A stood by the balcony, gripping the broken iron grill. Outside, a steady drizzle was falling, soaking the dusty city streets. To Akash, his life felt just like those streets—covered in the dust of humiliation all day, longing like a thirsty bird for a single drop of peaceful rain at night. But even that rain tasted like salt today.

​He reached into his pocket and found a crumpled twenty-taka note and a few loose coins. He was caught in a soul-crushing calculation: should he buy a strip of his father's medicine tomorrow morning, or a small portion of rice for his mother?

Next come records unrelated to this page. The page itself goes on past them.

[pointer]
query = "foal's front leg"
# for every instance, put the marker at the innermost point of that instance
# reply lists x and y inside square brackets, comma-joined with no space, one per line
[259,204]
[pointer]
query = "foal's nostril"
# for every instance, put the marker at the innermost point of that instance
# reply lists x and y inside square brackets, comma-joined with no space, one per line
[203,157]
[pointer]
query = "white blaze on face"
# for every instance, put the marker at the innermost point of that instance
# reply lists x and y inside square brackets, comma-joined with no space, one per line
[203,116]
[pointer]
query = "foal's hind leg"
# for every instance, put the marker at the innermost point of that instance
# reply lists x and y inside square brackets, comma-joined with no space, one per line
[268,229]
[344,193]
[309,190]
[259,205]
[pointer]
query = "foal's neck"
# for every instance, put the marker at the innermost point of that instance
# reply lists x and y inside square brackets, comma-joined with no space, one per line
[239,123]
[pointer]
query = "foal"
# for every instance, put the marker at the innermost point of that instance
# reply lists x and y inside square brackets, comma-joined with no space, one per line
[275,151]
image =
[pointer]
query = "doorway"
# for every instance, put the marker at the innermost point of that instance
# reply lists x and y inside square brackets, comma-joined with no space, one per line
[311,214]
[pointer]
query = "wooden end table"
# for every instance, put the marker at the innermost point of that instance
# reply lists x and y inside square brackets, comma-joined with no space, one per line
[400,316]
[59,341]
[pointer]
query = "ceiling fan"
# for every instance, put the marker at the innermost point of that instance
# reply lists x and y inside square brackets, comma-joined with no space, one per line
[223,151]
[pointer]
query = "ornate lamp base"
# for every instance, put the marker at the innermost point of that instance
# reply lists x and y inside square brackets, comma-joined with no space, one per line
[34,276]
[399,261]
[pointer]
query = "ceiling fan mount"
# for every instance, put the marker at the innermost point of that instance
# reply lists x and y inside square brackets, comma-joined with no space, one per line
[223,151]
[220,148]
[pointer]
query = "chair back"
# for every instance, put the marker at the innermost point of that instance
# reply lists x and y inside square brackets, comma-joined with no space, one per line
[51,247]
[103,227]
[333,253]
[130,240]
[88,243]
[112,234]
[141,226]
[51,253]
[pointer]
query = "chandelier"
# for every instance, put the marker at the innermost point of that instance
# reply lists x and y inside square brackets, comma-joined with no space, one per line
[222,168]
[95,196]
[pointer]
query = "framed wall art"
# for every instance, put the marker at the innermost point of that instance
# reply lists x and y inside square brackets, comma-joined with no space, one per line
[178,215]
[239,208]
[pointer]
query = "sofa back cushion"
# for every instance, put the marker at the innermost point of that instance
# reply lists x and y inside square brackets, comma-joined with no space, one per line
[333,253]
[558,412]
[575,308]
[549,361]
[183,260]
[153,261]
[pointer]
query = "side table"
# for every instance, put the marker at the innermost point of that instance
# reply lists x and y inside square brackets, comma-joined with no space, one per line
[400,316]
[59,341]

​He was a son of the middle class—trapped in a world where he could neither beg for help nor lay bare his soul to show his scarcity. Earlier that afternoon, his younger sister had asked, "Bhaiya, can my college fees be paid tomorrow?" Akash had only managed a faint smile and a nod. Only he knew the depth of the agony and helplessness hidden behind that smile.

​On his way back from the office, he had seen a man the entire neighborhood knew as a "vulture." A moneylender. He was clutching a rickshaw puller by the collar, screaming over a few measly coins. The rickshaw puller's tears were merging with the falling rain. Akash felt a desperate urge to protest, but the emptiness of his own pockets turned him to stone. His middle-class pride wouldn't let him reach out for help, yet his poverty wouldn't let him sleep in peace.

​He returned to his room and opened his laptop, where the page of his 'WebNovel' flickered on the screen. He didn't know if these fictional characters would ever guarantee him two square meals a day. Sometimes, he felt like breaking his pen and begging a middle-man for a job. But then he remembered—this pen was his only weapon.

​He began to write. No fairy tales this time; he wrote about his own caged life. Each word fell onto the digital page like a silent scream. He wrote about people who forget the need for new clothes because they are too consumed by the worry of their next meal—people who are too ashamed to beg, yet are slowly crumbling inside.

​As he wrote, it felt as if his ink was running dry. He whispered to himself, "Let the ink run out, but let the fire of my struggle never fade."

​As the night faded and the first light of dawn broke, Akash noticed his laptop battery was dying. But one chapter of his story remained unfinished. He knew that maybe no one would read this, or maybe it would never bring in any money. Yet, this writing was his only lifeline.

​Perhaps one day these clouds will clear. Perhaps one day his sister's college fees will no longer be overdue. Driven by the hope of that one day, Akash began to type again. Nothing but death would stay his hand—because an author cannot die until the stories of the needy are told to the end.